Home » USA » Robert Stone » A Flag for Sunrise

Robert Stone: A Flag for Sunrise

Robert Stone’s third novel is his best to date, showing the underbelly of American capitalism in its Latin American client states, mixed in with the usual drugs, revolution, Americans trying to pretend that it all happens elsewhere and does not concern them and, of course, the Vietnam syndrome. The plot this time around is more complicated and involves three plus apparent separate stories which we know will converge, probably in violence.

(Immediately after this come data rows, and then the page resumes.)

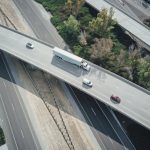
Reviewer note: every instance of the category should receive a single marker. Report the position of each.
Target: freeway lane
(105, 128)
(105, 83)
(47, 30)
(11, 100)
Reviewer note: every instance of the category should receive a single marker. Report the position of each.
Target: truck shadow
(66, 66)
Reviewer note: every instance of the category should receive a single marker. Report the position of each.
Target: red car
(115, 99)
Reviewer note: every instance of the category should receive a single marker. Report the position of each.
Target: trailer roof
(66, 53)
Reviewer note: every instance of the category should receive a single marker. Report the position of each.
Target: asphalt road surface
(104, 83)
(41, 29)
(103, 124)
(104, 133)
(18, 121)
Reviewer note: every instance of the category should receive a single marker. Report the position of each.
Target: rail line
(61, 126)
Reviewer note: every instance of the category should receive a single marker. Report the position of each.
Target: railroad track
(59, 122)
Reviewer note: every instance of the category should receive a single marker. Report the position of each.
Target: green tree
(70, 30)
(103, 23)
(74, 6)
(144, 72)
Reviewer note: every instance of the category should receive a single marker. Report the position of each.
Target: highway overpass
(136, 29)
(135, 101)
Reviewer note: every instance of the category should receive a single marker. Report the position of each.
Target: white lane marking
(22, 133)
(88, 119)
(13, 107)
(114, 128)
(20, 104)
(8, 121)
(4, 84)
(93, 111)
(111, 140)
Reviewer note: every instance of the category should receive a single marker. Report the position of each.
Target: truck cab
(86, 66)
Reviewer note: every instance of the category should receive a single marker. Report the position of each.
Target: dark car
(145, 4)
(115, 99)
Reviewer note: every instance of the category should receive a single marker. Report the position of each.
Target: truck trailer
(71, 58)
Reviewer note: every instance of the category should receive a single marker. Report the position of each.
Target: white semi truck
(71, 58)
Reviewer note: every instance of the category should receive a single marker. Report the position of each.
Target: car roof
(86, 80)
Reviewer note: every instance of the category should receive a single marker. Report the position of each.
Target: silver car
(87, 82)
(30, 45)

Holliwell is a university professor who has been scarred by his experience in Vietnam and is now a rambling alcoholic. He is in the fictitious Latin American country of Compostela to give a paper, which he does, but while drunk so that his speech is, for us, remarkably funny but may have been taken the wrong way by his audience. He had been asked, before leaving the USA, to check out a Devotionist mission in neighbouring Tecan, a country which is all set to explode. He declines to do so, though after his speech he decides to go Tecan and ends up at the mission. The mission in question has just two people left in it, the rest having been frightened off by the local military. The two are Justin, a young, beautiful, idealistic nun, and the aging, alcoholic Father Egan, who is writing a book on Gnosticism. The mission is to be closed but Justin has agreed to help the revolutionaries before it closes. The third story concerns Pablo Tabor, a drug addict, who is involved in gun running. All converge at the end as the revolution breaks out and, in the end, we are left with Stone’s usual quota of bodies and scarred survivors.

The plot is much more complex than I have indicated but Stone’s point is clear. The USA is benefiting from the suffering in Latin America and the USA and its nationals either don’t want to know or don’t care or both. Of course, some have accused him of standing on a soapbox and shouting rather than writing a novel but this is unfair. That he has a political point to make is indisputable and he makes it very well. However, he also tells a very good story and carefully examines the motivations of the main characters who, ultimately, may have similar aims, namely to somehow drag themselves away from their doubts and despair and mean something. The fact that they generally fail is, in Stone’s view, how things are.